# Ontonagon River Float Question



## trekker1

Hello All. I am looking to take a trip to the UP in July. I am looking for a good river to canoe and was wondering if the Ontonagon is suitable for canoeing from Victoria Dam road to the mouth. I want to take a long trip, and hopefully catch a few fish. Anybody got the scoop on this river as far as scenery,fishing,water flows etc...?

Thanks.


----------



## 2PawsRiver

If you change your mind and consider a trip into the Porcupine Mountains during that time frame let me know................with the price of gas just looking to carpool


----------



## keweenaw Lung-buster

The Ontonagon River is a beautiful river. Fishing some of the tribs can be great for brookies etc. The main river holds nice walleye. Because of the clay soil, the river is often murky from the clay runoff. FYI.

I'd call the local chamber of commerce for a water/level report before I'd head up there. Ontonagon is a small community (not a lot of retail business), but there is a place called Gregg's (not sure of spelling) Taxidermy and Bait shop. They'd likely be able to give you a reliable report. 

Usually you can float the river without a problem, but if the level is down there will be some spots that'll need to be portaged.

If you go, spend some time in the Victoria reservoir. There are some great Crappie and walleye in there. Have fun.

Other's to consider are the Escanaba and Menominee rivers.


----------



## trekker1

Thanks for the info Lungbuster. Is it common to have decent flow in this river in July.

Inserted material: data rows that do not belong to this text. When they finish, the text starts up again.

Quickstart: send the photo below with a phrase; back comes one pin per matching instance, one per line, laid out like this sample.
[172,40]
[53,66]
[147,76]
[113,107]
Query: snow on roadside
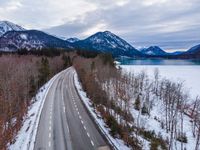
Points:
[187,73]
[26,136]
[118,144]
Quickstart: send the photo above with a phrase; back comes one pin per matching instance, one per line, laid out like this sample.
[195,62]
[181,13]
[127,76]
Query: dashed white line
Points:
[84,127]
[49,144]
[68,129]
[92,143]
[88,134]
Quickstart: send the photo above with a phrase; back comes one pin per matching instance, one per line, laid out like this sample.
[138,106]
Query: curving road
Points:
[64,122]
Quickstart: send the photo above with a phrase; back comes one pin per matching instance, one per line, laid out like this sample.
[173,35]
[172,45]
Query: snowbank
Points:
[25,138]
[189,74]
[117,143]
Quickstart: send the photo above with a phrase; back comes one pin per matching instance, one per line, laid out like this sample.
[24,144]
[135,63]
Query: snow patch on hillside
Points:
[118,144]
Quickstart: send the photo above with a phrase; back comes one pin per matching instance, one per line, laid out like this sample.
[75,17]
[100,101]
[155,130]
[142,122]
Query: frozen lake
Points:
[190,74]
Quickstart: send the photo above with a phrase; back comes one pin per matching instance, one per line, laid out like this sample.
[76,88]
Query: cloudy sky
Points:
[171,24]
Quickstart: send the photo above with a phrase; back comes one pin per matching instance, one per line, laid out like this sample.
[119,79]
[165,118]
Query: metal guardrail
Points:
[103,133]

It would definately be a long paddle if it is mostly dead water. I may have to take along the trolling motor. Does this river attract any steelhead thru the year?


----------



## barryl

If you want to check the river flow before you go try this link.

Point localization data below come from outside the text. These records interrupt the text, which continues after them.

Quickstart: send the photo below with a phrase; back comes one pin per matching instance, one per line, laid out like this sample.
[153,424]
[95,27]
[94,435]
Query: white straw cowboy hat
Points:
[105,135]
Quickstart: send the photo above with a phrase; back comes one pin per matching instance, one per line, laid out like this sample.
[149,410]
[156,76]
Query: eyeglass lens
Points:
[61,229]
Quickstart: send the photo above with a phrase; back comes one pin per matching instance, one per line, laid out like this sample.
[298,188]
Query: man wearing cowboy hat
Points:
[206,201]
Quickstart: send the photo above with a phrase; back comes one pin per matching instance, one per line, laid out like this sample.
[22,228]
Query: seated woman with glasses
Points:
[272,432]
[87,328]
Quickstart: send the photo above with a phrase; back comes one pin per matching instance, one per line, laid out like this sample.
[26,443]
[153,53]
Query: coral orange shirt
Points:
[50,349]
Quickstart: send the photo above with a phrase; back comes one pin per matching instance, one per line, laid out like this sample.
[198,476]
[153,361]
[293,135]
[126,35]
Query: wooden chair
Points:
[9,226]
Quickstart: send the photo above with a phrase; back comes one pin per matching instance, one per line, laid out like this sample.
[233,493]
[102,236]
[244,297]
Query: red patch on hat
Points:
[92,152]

http://www.crh.noaa.gov/ahps2/hydrograph.php?wfo=mqt&gage=rclm4&view=1,1,1,1,1,1,1,1

Also, you can read up on that part of the river at American Whitewater. It will give you minimum and maximum flow rates to run different stretches. This link should get ya started.

http://www.americanwhitewater.org/content/River_detail_id_2694_


.


----------



## keweenaw Lung-buster

The Ontonagon will attract most species of fish due to the size and mouth going into the big lake. Personally, I've never caught any steelhead out of it. Try the Firesteel River (West of Ontonagon) or the Big Iron in Silver City. There are also a lot of steelhead rivers near Baraga/L'anse.

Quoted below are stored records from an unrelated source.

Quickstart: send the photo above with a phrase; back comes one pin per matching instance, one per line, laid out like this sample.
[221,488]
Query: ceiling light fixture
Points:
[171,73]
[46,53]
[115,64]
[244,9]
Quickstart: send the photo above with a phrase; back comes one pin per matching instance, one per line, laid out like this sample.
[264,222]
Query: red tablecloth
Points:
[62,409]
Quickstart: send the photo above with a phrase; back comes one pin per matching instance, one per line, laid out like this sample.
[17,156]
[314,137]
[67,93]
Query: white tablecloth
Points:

Not sure what you will find in July for that species in the rivers - best time for steelhead is in the spring/fall.


----------



## walleyeguy22

If it rains forget it, just gets way too muddy. I was out last year on the 4th of july in the morning, it was hot as hell but still managed 6 walleye between 2 guys in a couple of hours. Didn'tfish the rest of july I was gone alot, but I know others that did and all caught fish all month and pretty much all summer for that matter. Good walleye fishing but alot depends on how murky the water is. You might catch some steelies now, but come july I would focus on other species.


----------



## trekker1

Thanks for the info.


----------